How it works

Once installed, the mail server will pass each message to mxGuard and it will scan the message to see if it contains a virus, worm or other exploit (configurable by mail server administrator).

If the message does contain a virus, worm or exploit, mxGuard will safely quarantine or delete the message (configurable by the mail server administrator).

All other messages are then passed to the native spam filter and optional 3rd party filters where a series of tests are performed to determine if the message is likely to be junk mail.  These tests are configurable by the mail server administrator.

If the message is determined to be junk mail, mxGuard can quarantine, delete or inject the message back into the mail server message queue for final delivery to the user.  As you would expect, this is configurable by the mail server administrator.

By default, mxGuard will simply mark the messages as spam and return them to the mail server message queue for delivery to the user.  This allows the user to respond accordingly using delivery rules provided by the mail server itself or with client side rules such as those found in MS-Outlook, Thunderbird, etc…

NOTE:  mxGuard gives you the ability to indicate how many relays (hops) back in the delivery chain to check. You may also exclude your own MX servers as well as trusted clients if you wish.

mxGuard includes the following “native” anti-spam tests:

AUTHENTICATED SENDER : Not really a test, this is more of a value added feature mainly for service providers and corporate mail servers. When a user sends mail through the server using SMTP AUTH, an X header will be added identifying the authenticated user. This information is useful to quickly identify and stop subscribers and/or internal users that are sending out spam.
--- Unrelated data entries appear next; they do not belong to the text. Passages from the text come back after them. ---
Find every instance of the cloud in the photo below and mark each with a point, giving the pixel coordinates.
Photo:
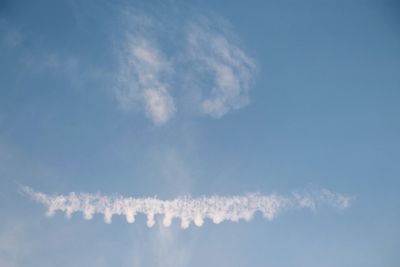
(205, 56)
(142, 78)
(187, 209)
(216, 53)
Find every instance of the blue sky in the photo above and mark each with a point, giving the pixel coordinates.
(175, 98)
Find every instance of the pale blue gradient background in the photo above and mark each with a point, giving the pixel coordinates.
(324, 112)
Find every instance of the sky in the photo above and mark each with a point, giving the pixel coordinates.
(128, 129)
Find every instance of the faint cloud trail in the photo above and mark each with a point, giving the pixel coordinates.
(188, 209)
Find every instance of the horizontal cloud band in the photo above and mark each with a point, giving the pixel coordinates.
(187, 209)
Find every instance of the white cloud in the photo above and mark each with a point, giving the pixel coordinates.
(142, 79)
(230, 70)
(187, 209)
(205, 56)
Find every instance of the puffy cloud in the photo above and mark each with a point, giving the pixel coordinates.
(187, 209)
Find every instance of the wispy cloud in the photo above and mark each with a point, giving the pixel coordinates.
(187, 209)
(205, 50)
(217, 55)
(142, 79)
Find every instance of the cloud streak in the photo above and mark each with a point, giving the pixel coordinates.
(187, 209)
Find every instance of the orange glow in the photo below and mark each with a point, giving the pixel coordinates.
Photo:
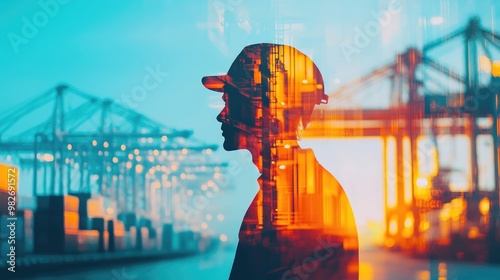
(407, 167)
(485, 64)
(495, 69)
(393, 226)
(484, 206)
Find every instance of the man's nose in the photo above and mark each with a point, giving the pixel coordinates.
(221, 116)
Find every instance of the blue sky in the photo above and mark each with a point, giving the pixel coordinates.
(106, 47)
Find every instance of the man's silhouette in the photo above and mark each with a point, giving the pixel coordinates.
(300, 224)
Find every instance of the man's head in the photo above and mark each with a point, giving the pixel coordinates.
(269, 91)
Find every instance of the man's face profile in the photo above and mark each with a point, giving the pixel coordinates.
(236, 118)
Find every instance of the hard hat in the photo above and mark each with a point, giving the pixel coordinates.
(276, 79)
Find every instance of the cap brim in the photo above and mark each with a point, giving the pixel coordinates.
(215, 83)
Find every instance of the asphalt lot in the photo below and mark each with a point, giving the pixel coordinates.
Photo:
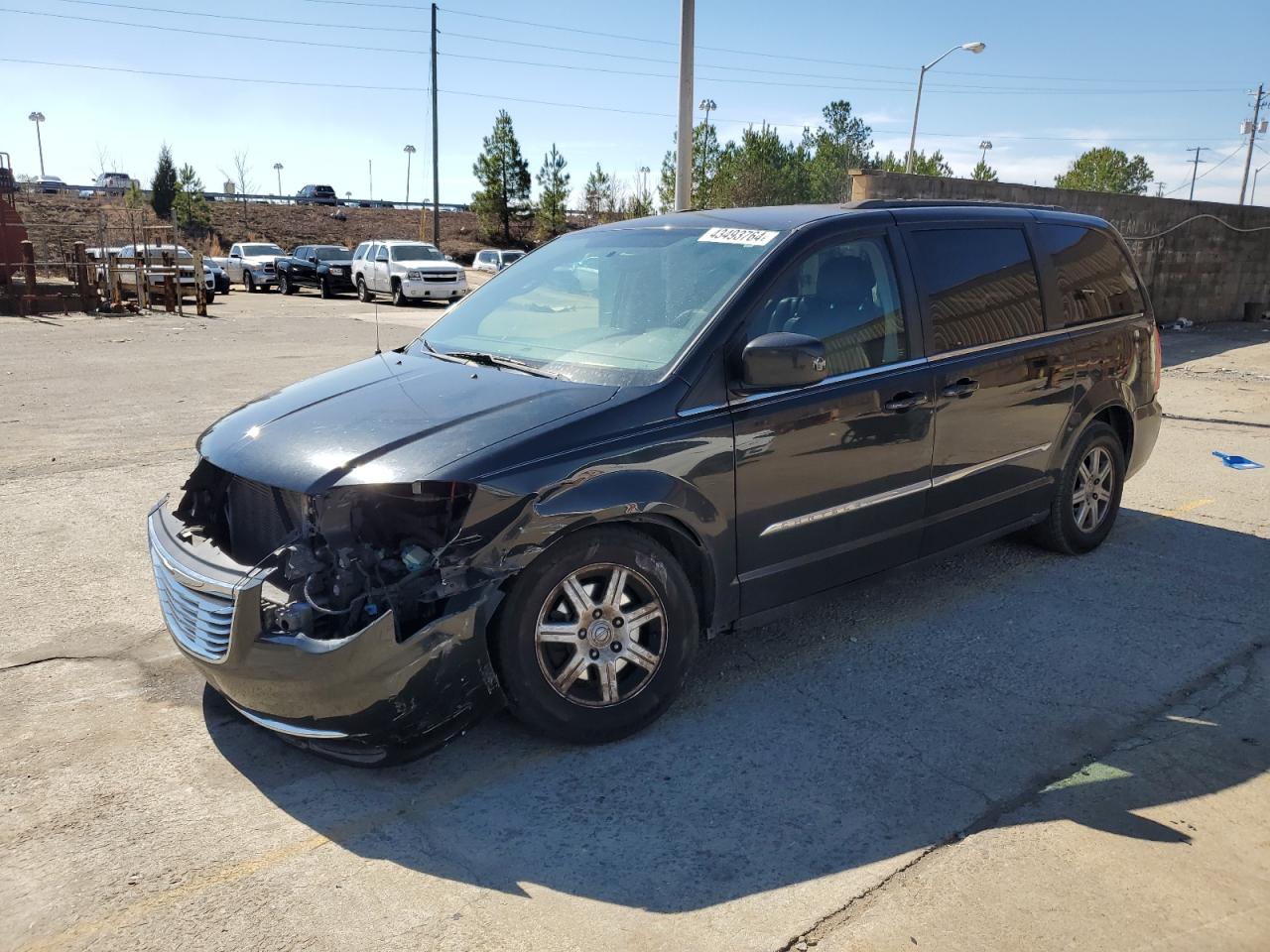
(1006, 749)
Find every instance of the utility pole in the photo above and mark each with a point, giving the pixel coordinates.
(684, 153)
(409, 153)
(1196, 163)
(436, 169)
(1252, 137)
(37, 117)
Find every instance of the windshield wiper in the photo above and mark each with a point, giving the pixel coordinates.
(492, 361)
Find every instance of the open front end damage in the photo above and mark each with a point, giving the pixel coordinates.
(352, 621)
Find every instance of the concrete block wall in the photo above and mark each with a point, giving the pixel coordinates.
(1203, 272)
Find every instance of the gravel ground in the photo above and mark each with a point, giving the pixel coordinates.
(835, 775)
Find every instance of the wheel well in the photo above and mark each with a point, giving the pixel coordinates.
(671, 535)
(1119, 419)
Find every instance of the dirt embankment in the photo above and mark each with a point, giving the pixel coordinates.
(56, 222)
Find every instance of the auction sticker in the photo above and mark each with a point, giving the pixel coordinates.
(738, 236)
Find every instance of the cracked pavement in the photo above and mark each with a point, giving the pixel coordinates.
(1005, 749)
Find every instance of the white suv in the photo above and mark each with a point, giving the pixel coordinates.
(494, 261)
(250, 263)
(408, 271)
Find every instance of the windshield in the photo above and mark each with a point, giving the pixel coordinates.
(595, 302)
(416, 253)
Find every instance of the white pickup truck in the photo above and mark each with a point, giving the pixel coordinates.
(250, 264)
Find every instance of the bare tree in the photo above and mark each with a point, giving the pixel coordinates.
(241, 179)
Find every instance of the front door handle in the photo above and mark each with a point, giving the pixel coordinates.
(964, 388)
(905, 402)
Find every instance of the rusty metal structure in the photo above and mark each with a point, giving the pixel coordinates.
(13, 232)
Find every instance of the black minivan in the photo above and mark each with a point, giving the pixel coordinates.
(643, 434)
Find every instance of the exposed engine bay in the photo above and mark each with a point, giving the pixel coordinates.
(338, 560)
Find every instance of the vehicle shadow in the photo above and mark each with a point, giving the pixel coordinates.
(879, 721)
(1210, 339)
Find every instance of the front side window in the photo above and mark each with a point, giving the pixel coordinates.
(843, 295)
(980, 285)
(1095, 281)
(612, 304)
(417, 253)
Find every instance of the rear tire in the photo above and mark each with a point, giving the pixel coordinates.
(615, 676)
(1087, 497)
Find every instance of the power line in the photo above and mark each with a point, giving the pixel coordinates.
(1218, 166)
(575, 67)
(312, 84)
(608, 36)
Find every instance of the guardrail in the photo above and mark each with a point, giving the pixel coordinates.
(36, 188)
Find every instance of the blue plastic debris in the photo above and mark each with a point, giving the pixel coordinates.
(1237, 462)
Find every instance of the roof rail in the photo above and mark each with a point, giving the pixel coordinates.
(945, 202)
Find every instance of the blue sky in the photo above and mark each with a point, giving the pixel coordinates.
(1053, 80)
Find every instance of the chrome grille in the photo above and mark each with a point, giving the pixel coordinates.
(198, 621)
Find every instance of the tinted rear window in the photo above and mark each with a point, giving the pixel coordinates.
(980, 284)
(1095, 281)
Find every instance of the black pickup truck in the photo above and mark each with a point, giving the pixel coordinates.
(325, 267)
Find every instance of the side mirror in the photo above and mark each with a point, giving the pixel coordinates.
(783, 361)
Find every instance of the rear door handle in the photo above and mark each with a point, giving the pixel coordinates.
(964, 388)
(903, 402)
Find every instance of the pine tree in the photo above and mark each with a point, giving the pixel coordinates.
(163, 185)
(553, 195)
(190, 203)
(504, 180)
(666, 184)
(597, 197)
(835, 148)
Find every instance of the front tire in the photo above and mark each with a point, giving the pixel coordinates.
(1088, 494)
(597, 636)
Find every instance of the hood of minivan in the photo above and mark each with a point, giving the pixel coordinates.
(393, 417)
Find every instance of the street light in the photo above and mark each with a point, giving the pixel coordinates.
(409, 151)
(1256, 172)
(39, 118)
(975, 48)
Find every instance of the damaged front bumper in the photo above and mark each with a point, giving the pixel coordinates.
(366, 697)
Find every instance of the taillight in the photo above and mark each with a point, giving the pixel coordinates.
(1160, 356)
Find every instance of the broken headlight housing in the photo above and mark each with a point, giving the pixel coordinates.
(365, 549)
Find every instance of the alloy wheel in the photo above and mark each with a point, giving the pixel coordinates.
(601, 635)
(1093, 489)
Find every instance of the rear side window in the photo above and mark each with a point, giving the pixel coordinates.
(1095, 281)
(980, 284)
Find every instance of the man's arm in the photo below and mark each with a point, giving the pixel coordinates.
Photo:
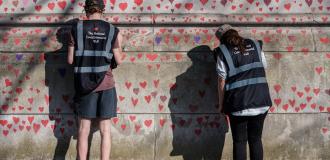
(70, 49)
(117, 50)
(221, 92)
(70, 54)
DNSBL: The IP address of the delivering mail server(s) is checked against up to twenty (20) public spam blacklists of your choice. Finding the address on one or more of these lists will cause the test to fail.

HELO: The host identification provided by the delivering mail server is checked to make sure it is a legitimate host/domain. If not, the test will fail.

NULL SENDER: Using the envelope sender (Mail From) information, the sender address is checked to see if an empty or null address was provided. If so, this test will fail. Please note however, that legitimate e-mail from postmasters can contain a null sender field.

PTR: The IP address of the delivering mail server(s) is checked to see if a corresponding PTR record (aka reverse DNS lookup) is found. If not, the test will fail.

SENDER: Using the envelope sender (Mail From) information, the domain name of the sender is checked for the existence of an ‘MX’ or an ‘A’ record. If neither exist, or if the domain name is not valid, this test will fail.

CUSTOM IP BLACKLISTS: The IP address of the delivering mail server(s) is checked against your own configurable black lists. Finding the address on one or more of these lists will cause the test to fail.

CUSTOM HELO BLACKLISTS: The host identification provided by the delivering mail server(s) is checked against your own configurable black list. Finding the hostname in this list will cause the test to fail.

And more…

Built-in hooks to these third party anti-spam tools:

The advanced pattern matching and artificial intelligence technologies from ARM Research Labs. Truly a leader in the anti-spam fight, their program, Message Sniffer, applies thousands of heuristic tests to each incoming message in just a fraction of a second.

 

Invariant Systems URI Lookup Tool – This tool is used to identify junk mail by extracting URI’s (domain names in links) from emails and checking them against URI based blacklists. invURIBL extends basic URI checking functionality by incorporating features that will allow you to check the URI’s IP address and name servers against DNS based blacklists.

 

Built-in hooks to these third party anti-virus tools:

A GPL virus scanner capable of detecting more than 20,000 viruses, worms, and trojans. ClamAV is open source software (i.e. no charge). Most importantly, the virus definitions are kept up to date.

 

A low cost, high quality virus scanner capable of detecting more than 113,805 viruses, worms, and trojans. F-Prot for Windows is an excellent choice due to it’s low cost, ease of installation and up to date virus definitions.

 

A moderately priced, high quality virus scanner capable of detecting more than 89,119 viruses, worms, and trojans. McAfee products are proven leaders in the commercial market. Virus definitions are kept up to date.

 

And just about any other command line Anti-virus scanner by using our free ‘user defined AV’ options!